Evaluation of Physicochemical, Antibacterial, Sensory Properties and Shelf Life of a Bath Soap Containing Camel Milk Cream

2026-04-18T08:45:32Z

Evaluation of Physicochemical, Antibacterial, Sensory Properties and Shelf Life of a Bath Soap Containing Camel Milk Cream Oginga, Elly The growing interest in therapeutic and natural personal care products has fuelled the study for alternative to synthetic ingredients. Camel milk being rich in proteins, vitamins, and antimicrobial properties, is a promising active ingredient for skin care formulations. This study, therefore, explored the possibility of using camel milk creaming bath soap formulation and analysed its physicochemical properties, antibacterial activity and sensory acceptability. Bath soaps were produced using the cold saponification process using camel milk cream, palm oil, and coconut oil as primary ingredients.
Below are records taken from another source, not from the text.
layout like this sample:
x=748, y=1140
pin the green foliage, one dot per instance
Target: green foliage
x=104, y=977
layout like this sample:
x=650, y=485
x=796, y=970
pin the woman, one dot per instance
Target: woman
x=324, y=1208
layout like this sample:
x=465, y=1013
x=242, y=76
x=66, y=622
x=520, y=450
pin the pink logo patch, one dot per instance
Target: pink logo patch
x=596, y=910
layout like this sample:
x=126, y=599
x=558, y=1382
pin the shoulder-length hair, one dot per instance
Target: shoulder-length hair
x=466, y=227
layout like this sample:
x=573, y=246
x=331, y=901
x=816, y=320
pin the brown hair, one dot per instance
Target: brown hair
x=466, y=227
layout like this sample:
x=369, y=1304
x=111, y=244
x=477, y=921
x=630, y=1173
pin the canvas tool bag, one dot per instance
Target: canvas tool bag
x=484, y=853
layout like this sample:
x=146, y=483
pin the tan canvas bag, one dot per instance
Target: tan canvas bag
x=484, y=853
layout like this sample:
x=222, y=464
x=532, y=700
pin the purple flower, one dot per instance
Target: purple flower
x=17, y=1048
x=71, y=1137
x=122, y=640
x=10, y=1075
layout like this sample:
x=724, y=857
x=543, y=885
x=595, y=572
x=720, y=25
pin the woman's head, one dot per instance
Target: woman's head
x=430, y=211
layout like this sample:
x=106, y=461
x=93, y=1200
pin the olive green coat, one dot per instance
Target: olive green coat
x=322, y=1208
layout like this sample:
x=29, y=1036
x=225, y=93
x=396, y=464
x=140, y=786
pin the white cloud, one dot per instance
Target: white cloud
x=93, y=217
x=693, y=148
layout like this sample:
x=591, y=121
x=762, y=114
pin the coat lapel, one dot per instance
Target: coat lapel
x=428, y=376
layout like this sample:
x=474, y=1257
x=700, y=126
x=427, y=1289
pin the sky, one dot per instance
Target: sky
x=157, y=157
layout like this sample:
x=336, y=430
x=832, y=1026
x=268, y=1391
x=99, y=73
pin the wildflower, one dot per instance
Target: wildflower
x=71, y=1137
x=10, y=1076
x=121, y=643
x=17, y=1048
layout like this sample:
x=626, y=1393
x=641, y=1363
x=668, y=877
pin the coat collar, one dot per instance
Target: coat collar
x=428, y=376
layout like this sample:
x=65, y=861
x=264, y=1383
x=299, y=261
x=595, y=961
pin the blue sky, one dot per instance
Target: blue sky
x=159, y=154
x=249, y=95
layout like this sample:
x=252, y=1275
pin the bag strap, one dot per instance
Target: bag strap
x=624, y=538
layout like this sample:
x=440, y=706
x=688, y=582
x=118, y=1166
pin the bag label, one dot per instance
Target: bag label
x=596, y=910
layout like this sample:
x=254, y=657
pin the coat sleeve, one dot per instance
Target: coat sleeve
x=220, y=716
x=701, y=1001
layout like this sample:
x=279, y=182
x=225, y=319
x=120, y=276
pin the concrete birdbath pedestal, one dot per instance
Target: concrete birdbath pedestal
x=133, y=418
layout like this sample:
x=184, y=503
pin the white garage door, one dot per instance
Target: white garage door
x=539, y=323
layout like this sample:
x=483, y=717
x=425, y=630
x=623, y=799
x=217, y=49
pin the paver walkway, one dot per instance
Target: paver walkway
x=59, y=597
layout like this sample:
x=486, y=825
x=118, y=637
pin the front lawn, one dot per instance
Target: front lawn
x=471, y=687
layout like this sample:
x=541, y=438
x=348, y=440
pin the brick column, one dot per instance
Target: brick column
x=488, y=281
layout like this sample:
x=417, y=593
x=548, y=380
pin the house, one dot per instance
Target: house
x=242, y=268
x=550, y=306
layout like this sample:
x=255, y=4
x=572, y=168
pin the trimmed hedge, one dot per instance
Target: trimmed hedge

Fresh camel milk and cream were subjected to compositional and quality analyses, including density (Lactometer), fat content (Gerber method), and protein content (Kjeldahl method). The saponification reaction and resultant soap formulations were further analysed using Fourier Transform Infrared Spectroscopy (FTIR) to monitor functional group changes and confirm reaction completion. The formulated soaps were characterized for physicochemical properties such as pH (multipara meter pH meter), total fatty matter (gravimetric method), moisture content (oven-drying at 110 °C), foam stability (cylinder shake test), hardness (cone penetrometer) and alkali content (acid–base titration). Shelf life was evaluated over 8 weeks by monitoring pH, alkali content, and total fatty matter. Antibacterial activity against S. aureus and E. coli was determined using the agar well diffusion method, with inhibition zones analysed by Duncan’s multiple range Test (p< 0.05) antibacterial activity. The sensory evaluation indicated high consumer acceptability, with positive feedback on the soap's skin-smoothing and moisturizing effects. All the parameters analysed were compared with commercial soaps such as Imperial leather. Remarkably, the soap formulatedwith20% coconut oil and 20% camel milk cream showed a balanced physicochemical properties and antibacterial activities comparable to that of Dettol. These findings suggest that camel milk cream can serve as an effective natural alternative to synthetic antibacterial agents used in commercial soaps.